The more I’ve worked on software projects, the more I’ve noticed that the retro is the first meeting to get cut from the normal sprint cadence. I am a big fan of retros and could argue that they are the most important meeting for a team. So why does this meeting end up getting canceled?
It happens for a variety of reasons, but the ones below are the most common I’ve heard. If you happen to encounter these comments about retros, I’ve put together some rebuttals to help you justify holding the meeting.
1. Everything is going so well–what do we even need to talk about?
From: the team
The retro is not just for reflecting on the areas where the team could improve, but also and just as importantly, the areas that are going WELL. It’s important to celebrate small wins throughout the period and to note any items that the team should work on and adjust. Sometimes, little things people are doing go under the radar. The retro is an especially good place to highlight those good habits and spread them to the rest of the team.
2. We do the same thing every retro; it’s boring.
From: the team
This is an easy one. There are so many activities to help make retros more interesting. An easy change is to rotate people through facilitating the session. It doesn’t always have to be the Project Lead, Delivery Lead, or Scrum Master. Each person brings a unique approach and perspective, so having everyone take a turn can definitely change things up.
If you want to try different activities, check out Fun Retrospectives. I like Marginal Gains and One Word Before Leaving, but there are a lot of different ideas here.
3. People aren’t going to be honest, so what’s really going to change?
From: the team
Ideally, the retro is a safe space where the team can talk about issues without blame. This means that areas of improvement should be discussed as they relate to the work, not to the people. However, this can be hard if team members fundamentally don’t trust each other. (See my post: Three Ways to Build Trust & Safety as a Team Leader). If trust is an issue for your team, you might want to first focus the retros on team building activities. Later, you can shift to more traditional retro activities.
4. We have a deadline and we need that extra time!
From: the team and/or management
Here’s a secret: If you are very behind on a deadline, cutting a half hour or hour every two weeks is not going to get you on track. There are broader issues that need to be addressed, and holding the retro will help shed light on these items earlier so the team can make adjustments and meet those deadlines.
If the team is feeling overworked or like they have unrealistic deadlines, this time can also be used to help formulate ideas and a plan for management.
Why are we paying people to just talk about their feelings?
This is a tough one, and it typically comes from senior management. It usually means that management hasn’t bought into Agile and the continuous improvement process. That alone can take some time and education.
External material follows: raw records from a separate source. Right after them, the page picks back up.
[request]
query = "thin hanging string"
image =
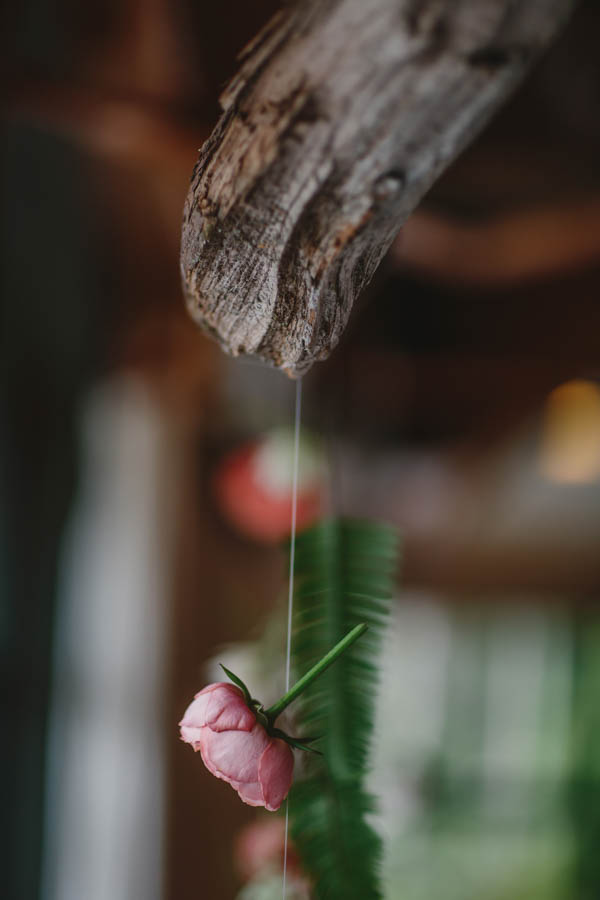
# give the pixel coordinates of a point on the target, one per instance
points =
(288, 651)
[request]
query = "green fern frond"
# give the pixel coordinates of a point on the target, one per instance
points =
(345, 574)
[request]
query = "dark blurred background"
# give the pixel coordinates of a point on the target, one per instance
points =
(463, 404)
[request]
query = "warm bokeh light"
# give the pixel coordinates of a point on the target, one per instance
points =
(570, 452)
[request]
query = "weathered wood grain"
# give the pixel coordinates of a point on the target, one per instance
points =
(342, 115)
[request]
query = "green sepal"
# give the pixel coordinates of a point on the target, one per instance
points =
(298, 743)
(240, 684)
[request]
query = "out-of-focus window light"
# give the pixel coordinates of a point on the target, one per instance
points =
(570, 449)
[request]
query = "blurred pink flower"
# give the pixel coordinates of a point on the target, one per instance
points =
(236, 748)
(260, 846)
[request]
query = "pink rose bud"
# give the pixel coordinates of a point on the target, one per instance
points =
(236, 748)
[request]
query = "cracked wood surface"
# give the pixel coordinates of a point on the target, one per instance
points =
(342, 115)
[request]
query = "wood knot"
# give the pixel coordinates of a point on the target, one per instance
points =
(389, 186)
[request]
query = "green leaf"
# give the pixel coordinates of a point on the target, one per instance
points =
(345, 573)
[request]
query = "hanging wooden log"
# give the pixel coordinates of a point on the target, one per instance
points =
(342, 115)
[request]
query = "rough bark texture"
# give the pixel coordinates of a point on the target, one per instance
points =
(342, 115)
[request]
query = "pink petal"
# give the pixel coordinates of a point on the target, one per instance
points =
(251, 794)
(195, 714)
(227, 710)
(275, 769)
(233, 755)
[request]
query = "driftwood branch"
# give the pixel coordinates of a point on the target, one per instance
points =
(342, 115)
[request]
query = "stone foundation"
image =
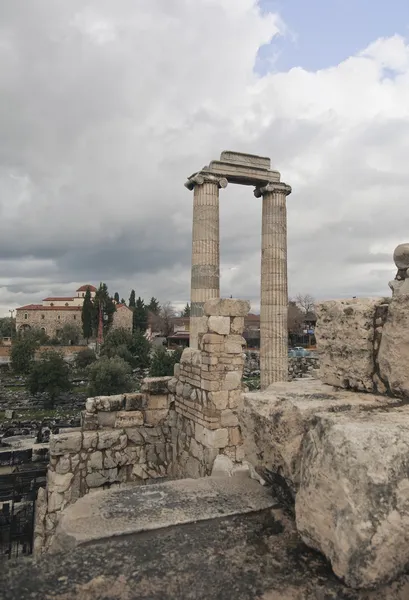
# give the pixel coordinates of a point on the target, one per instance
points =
(175, 427)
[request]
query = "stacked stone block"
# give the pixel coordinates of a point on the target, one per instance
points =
(207, 389)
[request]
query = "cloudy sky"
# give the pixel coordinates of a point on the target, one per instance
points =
(106, 106)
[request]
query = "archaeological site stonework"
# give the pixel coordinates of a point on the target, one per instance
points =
(244, 169)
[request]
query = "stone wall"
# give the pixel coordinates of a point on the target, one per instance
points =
(175, 427)
(208, 391)
(349, 334)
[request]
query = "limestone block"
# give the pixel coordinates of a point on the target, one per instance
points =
(65, 443)
(135, 401)
(130, 418)
(109, 403)
(393, 356)
(95, 461)
(345, 334)
(89, 439)
(155, 417)
(90, 405)
(237, 325)
(213, 338)
(227, 307)
(135, 436)
(57, 482)
(107, 439)
(211, 438)
(219, 399)
(219, 325)
(155, 385)
(106, 419)
(228, 418)
(232, 380)
(353, 500)
(89, 421)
Here’s the message I would share:
Life is busy and hectic, and it’s hard during work to take time to stop and reflect. During the retro, though, everyone can stop and reflect on what they did. This time will not only make the team get better. It will also deliver the best value to customers. You don’t want to go months and months working through a broken process when something could have been highlighted in Week 3 and adjusted.
Management likes when you talk about value to customers and how to make them happy, so try to at least mention that point.
Hopefully, these explanations will help you if you’re ever questioned about the importance of these meetings. Have you ever been asked to cancel your team retros? If so, what did you do?